Google takes care of some of this for you. It will deliver a device dependent key to each device for a user. Your job is

1) Validate the key properly on your server

2) Make sure you return a device-specific authorization value from the server so users cannot just copy data files around.

3) On the device, use the authorization value to enable things.

Validating the key is easy but do make sure you do it on a server. The problem is identifying the device. Google and its partners dropped the ball a bit on that. Tim Bray has a blog article at http://android-developers.blogspot.ca/2011/03/identifying-app-installations.html that discusses the problem. I recommend using the ANDROID_ID despite his reservations. I have doubts about the security of his other proposal but haven't done a full analysis. Definitely stay away from anything network related (IMSI, IMEI, ESN, ...). I also cache the device identifier used and make sure it doesn't change.

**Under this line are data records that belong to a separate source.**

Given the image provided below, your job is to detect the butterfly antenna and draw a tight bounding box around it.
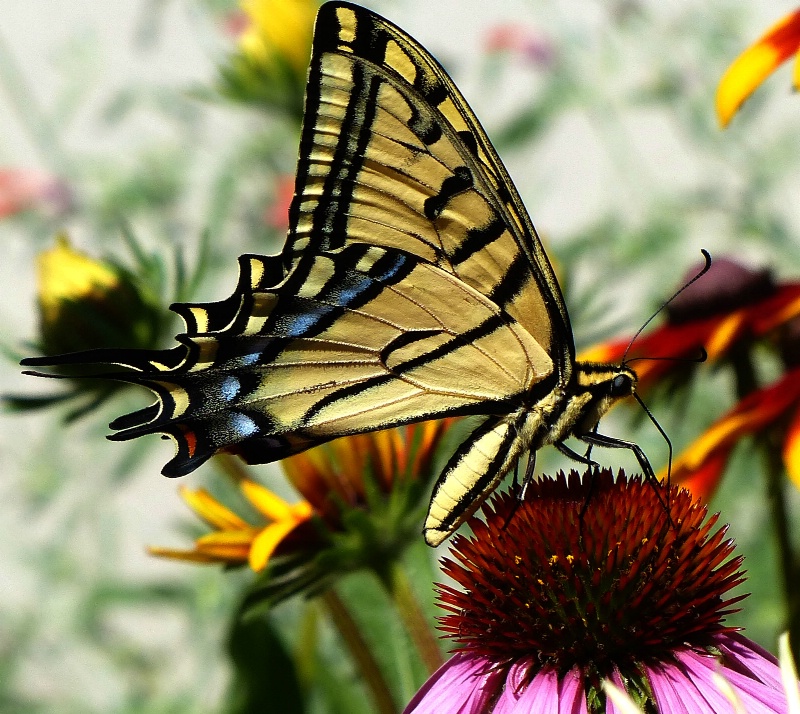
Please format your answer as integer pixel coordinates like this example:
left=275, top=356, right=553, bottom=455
left=625, top=345, right=708, bottom=364
left=622, top=248, right=711, bottom=362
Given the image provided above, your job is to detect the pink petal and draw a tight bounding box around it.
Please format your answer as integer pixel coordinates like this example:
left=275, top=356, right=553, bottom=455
left=403, top=651, right=505, bottom=714
left=678, top=650, right=787, bottom=714
left=648, top=653, right=731, bottom=714
left=718, top=633, right=783, bottom=690
left=510, top=669, right=559, bottom=714
left=558, top=668, right=588, bottom=714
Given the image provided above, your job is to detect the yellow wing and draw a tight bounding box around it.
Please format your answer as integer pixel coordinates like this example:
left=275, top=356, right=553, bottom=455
left=21, top=2, right=574, bottom=492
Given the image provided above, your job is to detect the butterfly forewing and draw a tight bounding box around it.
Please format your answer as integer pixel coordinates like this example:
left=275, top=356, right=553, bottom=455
left=285, top=3, right=574, bottom=370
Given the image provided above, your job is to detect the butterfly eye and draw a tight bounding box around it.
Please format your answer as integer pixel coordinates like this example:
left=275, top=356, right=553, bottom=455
left=608, top=374, right=633, bottom=397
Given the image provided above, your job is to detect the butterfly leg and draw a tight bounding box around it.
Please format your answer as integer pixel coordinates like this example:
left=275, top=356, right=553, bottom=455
left=578, top=431, right=656, bottom=481
left=553, top=441, right=600, bottom=468
left=578, top=431, right=672, bottom=523
left=584, top=424, right=599, bottom=466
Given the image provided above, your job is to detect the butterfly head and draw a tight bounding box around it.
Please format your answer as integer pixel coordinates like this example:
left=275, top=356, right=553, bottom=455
left=576, top=362, right=638, bottom=432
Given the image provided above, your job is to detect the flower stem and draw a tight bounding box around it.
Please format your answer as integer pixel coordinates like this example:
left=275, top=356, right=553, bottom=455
left=379, top=562, right=443, bottom=674
left=732, top=348, right=800, bottom=660
left=322, top=588, right=397, bottom=714
left=759, top=429, right=800, bottom=661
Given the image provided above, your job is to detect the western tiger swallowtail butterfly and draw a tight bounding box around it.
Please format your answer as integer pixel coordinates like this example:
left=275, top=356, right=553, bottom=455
left=24, top=2, right=653, bottom=546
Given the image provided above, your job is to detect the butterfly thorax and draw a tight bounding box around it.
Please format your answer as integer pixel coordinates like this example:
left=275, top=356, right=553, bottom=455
left=532, top=362, right=637, bottom=447
left=570, top=362, right=638, bottom=434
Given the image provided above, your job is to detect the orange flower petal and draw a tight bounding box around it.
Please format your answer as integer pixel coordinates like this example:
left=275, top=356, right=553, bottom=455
left=716, top=10, right=800, bottom=127
left=783, top=404, right=800, bottom=488
left=249, top=521, right=297, bottom=573
left=792, top=48, right=800, bottom=89
left=578, top=340, right=629, bottom=364
left=672, top=369, right=800, bottom=493
left=180, top=486, right=251, bottom=531
left=195, top=528, right=258, bottom=549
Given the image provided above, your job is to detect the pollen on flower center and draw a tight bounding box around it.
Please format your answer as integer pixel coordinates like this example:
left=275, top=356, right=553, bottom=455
left=439, top=471, right=744, bottom=676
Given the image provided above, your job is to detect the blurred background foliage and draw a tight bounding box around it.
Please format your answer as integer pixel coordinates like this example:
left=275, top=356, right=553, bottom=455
left=0, top=0, right=800, bottom=713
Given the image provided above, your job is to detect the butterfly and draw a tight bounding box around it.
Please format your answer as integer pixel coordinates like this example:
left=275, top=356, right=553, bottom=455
left=25, top=2, right=654, bottom=546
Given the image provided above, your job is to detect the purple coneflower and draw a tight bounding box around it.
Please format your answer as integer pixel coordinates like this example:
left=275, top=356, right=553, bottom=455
left=405, top=471, right=786, bottom=714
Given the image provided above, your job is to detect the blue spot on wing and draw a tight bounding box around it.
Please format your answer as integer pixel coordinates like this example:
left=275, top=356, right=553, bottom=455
left=219, top=372, right=239, bottom=402
left=229, top=412, right=258, bottom=439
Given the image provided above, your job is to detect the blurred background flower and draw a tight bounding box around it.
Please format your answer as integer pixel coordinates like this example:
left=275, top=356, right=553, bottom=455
left=717, top=10, right=800, bottom=127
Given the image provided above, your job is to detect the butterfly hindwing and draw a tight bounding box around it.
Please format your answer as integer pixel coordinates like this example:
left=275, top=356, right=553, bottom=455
left=26, top=2, right=635, bottom=545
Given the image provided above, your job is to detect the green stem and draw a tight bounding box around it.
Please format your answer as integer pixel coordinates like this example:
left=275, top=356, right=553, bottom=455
left=322, top=588, right=397, bottom=714
left=379, top=561, right=443, bottom=674
left=732, top=347, right=800, bottom=661
left=759, top=429, right=800, bottom=661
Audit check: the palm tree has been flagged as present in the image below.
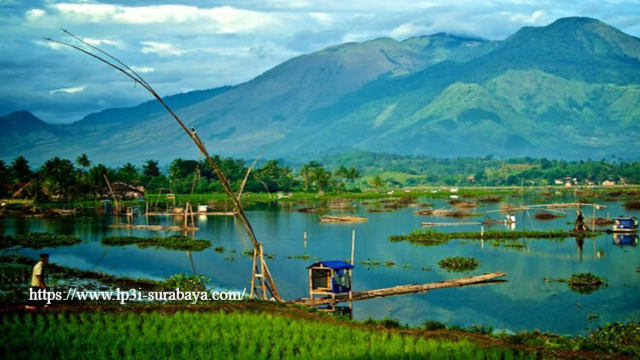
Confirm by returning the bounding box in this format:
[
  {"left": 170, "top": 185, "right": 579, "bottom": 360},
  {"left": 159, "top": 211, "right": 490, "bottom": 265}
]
[
  {"left": 298, "top": 161, "right": 322, "bottom": 191},
  {"left": 371, "top": 175, "right": 384, "bottom": 191},
  {"left": 346, "top": 166, "right": 362, "bottom": 190},
  {"left": 76, "top": 154, "right": 91, "bottom": 169},
  {"left": 313, "top": 167, "right": 331, "bottom": 196}
]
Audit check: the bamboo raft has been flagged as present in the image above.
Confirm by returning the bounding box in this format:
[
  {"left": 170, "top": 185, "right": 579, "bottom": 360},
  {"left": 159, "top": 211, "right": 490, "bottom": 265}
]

Personally, I scramble the data needed to unlock my features in my app. When I get a valid transaction, I compute a key that can be combined with the device id to unlock the data. It is far from perfect but seems to work. I accept that I will be hacked - I just don't want it to be obvious.

If you want a per-version key, then you need to do a RESTORE_TRANSACTIONS and re-validate at the server any time the version changes.

다른 팁

I'd like to suggest another approach - no better, just different. Use a flag to indicate whether to allow or not running the upgrade features. Periodically validate with the in-app billing apis whether the user has purchased the upgrade. If not, reset the flag.

The user can hack the flag, but sooner or later it will be reset, blocking use of the features.

To truely break this method, the user would have to reverse engineer the code and bypass checking the flag. I doubt most people would bother with that, but what do I know?